GBP/USD – 1.3379
New strategy :
Despite slipping to 1.3332 yesterday, the subsequent rebound suggests further choppy trading would be seen and another bounce to 1.3400 cannot be ruled out, however, a firm break above resistance at 1.3420 is needed to revive bullishness and extend the rebound from 1.3302 low towards resistance at 1.3466. Only a break of this level would signal the entire correction from 1.3550 top has ended at 1.3302, bring further gain to 1.3500, then towards said recent high at 1.3550. Looking ahead, a break of 1.3550 would extend the rise from 1.3027 low to 1.3595-00, however, reckon recent high at 1.3658 (Sept high) would hold from here due to near term overbought condition, bring retreat later. Our preferred count is that (pls see the attached chart) the wave IV is unfolding as a complex double three (ABC-X-ABC) correction with 2nd wave B ended at 1.2774, hence 2nd wave C could have ended at 1.3658.

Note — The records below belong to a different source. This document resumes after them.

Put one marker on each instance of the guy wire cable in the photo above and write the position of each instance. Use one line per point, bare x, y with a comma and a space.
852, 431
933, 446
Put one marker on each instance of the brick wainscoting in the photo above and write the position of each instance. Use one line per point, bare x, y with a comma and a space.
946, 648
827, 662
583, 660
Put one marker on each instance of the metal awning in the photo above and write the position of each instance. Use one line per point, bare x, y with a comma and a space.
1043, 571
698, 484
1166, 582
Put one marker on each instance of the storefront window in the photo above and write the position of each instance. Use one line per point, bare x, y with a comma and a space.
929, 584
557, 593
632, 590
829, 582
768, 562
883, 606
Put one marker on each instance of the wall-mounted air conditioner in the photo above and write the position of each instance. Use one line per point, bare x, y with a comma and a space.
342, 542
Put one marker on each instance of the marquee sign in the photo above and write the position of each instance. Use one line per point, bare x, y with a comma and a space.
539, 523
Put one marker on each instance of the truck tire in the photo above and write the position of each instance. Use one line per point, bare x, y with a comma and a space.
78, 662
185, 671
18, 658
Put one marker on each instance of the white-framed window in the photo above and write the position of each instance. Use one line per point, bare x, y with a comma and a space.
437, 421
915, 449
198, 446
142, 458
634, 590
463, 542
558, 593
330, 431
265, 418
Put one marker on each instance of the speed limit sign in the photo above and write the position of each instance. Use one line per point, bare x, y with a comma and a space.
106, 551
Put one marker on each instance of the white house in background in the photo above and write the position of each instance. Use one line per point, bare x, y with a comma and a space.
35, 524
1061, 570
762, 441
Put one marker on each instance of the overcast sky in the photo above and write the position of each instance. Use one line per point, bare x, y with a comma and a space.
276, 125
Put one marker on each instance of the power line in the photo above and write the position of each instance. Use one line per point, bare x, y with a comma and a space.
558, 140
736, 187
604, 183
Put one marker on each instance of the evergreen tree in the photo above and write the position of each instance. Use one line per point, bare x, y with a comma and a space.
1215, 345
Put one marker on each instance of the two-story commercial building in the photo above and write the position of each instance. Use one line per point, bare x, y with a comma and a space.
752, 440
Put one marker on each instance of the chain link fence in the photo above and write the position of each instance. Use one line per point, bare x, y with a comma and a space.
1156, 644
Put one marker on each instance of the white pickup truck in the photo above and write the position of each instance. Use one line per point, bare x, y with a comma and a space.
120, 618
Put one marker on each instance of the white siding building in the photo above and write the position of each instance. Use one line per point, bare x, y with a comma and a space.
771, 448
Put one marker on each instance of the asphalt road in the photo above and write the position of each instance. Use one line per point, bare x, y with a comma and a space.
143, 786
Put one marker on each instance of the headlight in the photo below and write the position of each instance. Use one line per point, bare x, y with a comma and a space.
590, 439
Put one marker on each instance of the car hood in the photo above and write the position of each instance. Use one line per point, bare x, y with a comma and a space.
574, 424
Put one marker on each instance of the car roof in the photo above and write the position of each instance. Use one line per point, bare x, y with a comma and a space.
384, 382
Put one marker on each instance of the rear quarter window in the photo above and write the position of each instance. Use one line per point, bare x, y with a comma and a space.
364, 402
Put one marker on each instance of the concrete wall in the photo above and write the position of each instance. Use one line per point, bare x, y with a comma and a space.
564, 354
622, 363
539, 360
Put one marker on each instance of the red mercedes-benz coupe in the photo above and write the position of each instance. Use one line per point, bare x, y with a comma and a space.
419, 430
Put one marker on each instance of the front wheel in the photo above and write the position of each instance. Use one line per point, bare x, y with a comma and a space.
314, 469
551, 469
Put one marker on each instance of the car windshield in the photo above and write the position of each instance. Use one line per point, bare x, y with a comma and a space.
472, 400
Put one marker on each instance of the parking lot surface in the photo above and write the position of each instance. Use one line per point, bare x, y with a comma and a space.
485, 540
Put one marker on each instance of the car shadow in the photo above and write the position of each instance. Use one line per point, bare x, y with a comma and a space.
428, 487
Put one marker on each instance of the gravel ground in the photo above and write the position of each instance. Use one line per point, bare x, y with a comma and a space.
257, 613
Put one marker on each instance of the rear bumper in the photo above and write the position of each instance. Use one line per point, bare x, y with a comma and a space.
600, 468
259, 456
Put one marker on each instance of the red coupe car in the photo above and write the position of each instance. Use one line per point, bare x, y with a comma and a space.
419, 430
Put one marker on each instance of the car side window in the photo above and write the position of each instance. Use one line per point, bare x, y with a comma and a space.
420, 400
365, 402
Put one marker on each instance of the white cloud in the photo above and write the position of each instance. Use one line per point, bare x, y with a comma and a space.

On the downside, whilst pullback to 1.3330-35 cannot be ruled out, said support at 1.3302 should remain intact, bring another rebound later. Only a drop below said support at 1.3302 would revive bearishness and extend the fall from 1.3550 for retracement of recent rise to 1.3250-60 but previous support at 1.3221 should remain intact, bring rebound later.
Our preferred count on the daily chart is that cable’s rebound from 1.3500 (wave (A) trough) is unfolding as a wave (B) with A ended at 1.7043, followed by triangle wave B and wave C as well as wave (B) has ended at 1.7192, the subsequent selloff is the larger degree wave (C) which is still unfolding with minor wave (III) of larger degree wave 3 ended at 1.1986, hence wave (IV) correction is in progress which could either be a triangle wave (IV) of a complex formation but upside should be limited to 1.3500 and price should falter well below 1.4000, bring another decline in wave (V) of 3 for weakness to 1.1500, then 1.1200.